Search code examples
phparraysphp-internals

Why hashtable (array implementation) compaction does not kick in in PHP?


I am making a big PHP array and then remove most of the beginning of it. As we know it won't free the memory only mark removed items as Undef, as explained by Nikita here. However when I put more items to the array it should reach the compaction point and we should see memory reduction, but that is not observed.

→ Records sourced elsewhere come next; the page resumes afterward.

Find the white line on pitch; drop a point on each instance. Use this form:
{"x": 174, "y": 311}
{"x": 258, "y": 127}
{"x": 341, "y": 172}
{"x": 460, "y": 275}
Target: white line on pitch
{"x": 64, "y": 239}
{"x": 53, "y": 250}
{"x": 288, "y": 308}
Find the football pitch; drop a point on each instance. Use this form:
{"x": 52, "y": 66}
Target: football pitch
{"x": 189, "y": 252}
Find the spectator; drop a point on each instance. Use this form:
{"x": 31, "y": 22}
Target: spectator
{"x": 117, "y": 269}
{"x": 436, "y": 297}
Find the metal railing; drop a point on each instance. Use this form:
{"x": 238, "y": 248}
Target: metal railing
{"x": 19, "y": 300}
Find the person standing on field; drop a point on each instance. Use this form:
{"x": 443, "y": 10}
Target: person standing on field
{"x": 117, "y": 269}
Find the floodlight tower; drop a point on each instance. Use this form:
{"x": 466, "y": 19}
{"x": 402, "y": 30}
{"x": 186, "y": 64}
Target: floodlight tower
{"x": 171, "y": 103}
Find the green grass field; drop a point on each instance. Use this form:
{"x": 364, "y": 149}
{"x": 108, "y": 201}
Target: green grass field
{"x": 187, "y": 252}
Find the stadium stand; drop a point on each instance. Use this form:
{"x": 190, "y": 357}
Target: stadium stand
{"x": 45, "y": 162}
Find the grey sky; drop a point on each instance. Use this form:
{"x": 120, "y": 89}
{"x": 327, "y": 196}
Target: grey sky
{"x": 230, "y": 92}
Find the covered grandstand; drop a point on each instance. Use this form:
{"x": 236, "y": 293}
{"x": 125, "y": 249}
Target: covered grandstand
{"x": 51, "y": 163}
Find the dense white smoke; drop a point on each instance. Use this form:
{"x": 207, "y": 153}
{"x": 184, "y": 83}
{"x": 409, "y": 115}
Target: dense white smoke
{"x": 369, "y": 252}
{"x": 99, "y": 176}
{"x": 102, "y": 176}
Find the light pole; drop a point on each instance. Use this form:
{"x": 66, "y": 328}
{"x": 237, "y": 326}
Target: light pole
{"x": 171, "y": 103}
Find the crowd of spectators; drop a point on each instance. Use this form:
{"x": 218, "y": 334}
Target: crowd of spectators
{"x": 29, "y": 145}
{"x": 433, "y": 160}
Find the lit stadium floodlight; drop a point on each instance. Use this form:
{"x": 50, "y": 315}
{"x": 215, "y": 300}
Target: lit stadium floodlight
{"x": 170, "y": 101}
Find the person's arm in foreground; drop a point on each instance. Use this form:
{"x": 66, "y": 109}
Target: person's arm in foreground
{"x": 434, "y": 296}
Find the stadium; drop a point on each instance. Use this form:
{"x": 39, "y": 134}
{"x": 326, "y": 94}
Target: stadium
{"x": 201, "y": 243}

Please help to understand why compaction is not happening?

<?php

$items = [];

// hashtable compaction should start at every 2^n size.
$size = pow(2, 18);

for($i=0;$i<$size;$i++) {
    $items[$i] = "string $i";
}
// at this point we reached the maximum tablesize before compaction
// 2^18 is used to make memory consumpotion visible enough.
printf("mem: %d Mb \n", memory_get_usage(true) / 1024 / 1024);

// Remove all except the last one
for($i=0;$i<$size-1;$i++) {
    unset($items[$i]); 
}

// here it is expected to see the same memory footprint as nothing is freed,
// only marked as UNDEF.
printf("mem: %d Mb \n", memory_get_usage(true) / 1024 / 1024);

// However here we expect to hit the compaction point 
// and see $size-1 elements removed, while 1 added, so memory is expected to go down
$items[] = $i;
printf("mem: %d Mb \n", memory_get_usage(true) / 1024 / 1024);

Live example: https://onlinephp.io/c/98970


Solution

  • Because Nikic said in the article:

    One problem with the current implementation is that arData never shrinks (unless explicitly told to).

    This indicates that the so-called compaction will only reorganize data without reducing memory usage.

    For packed hashtables, the author also said:

    In packed hashtables the arHash array is NULL and lookups will directly index into arData. If you’re looking for the key 5 then the element will be located at arData[5] or it doesn’t exist at all.

    I think that PHP directly uses arData as a regular array, so packed hashtables will not be compacted.

    In the current source code, it can be seen that a packed hashtable has been declared as zval *arPacked;, but it still never shrinks.

    However because the size of Bucket is larger than zval, there is an exception, when a regular hashtable is converted to a packed hashtable, the memory usage will be reduced (about half). Some functions such as sort can achieve this (surprisingly, shuffle can also do it).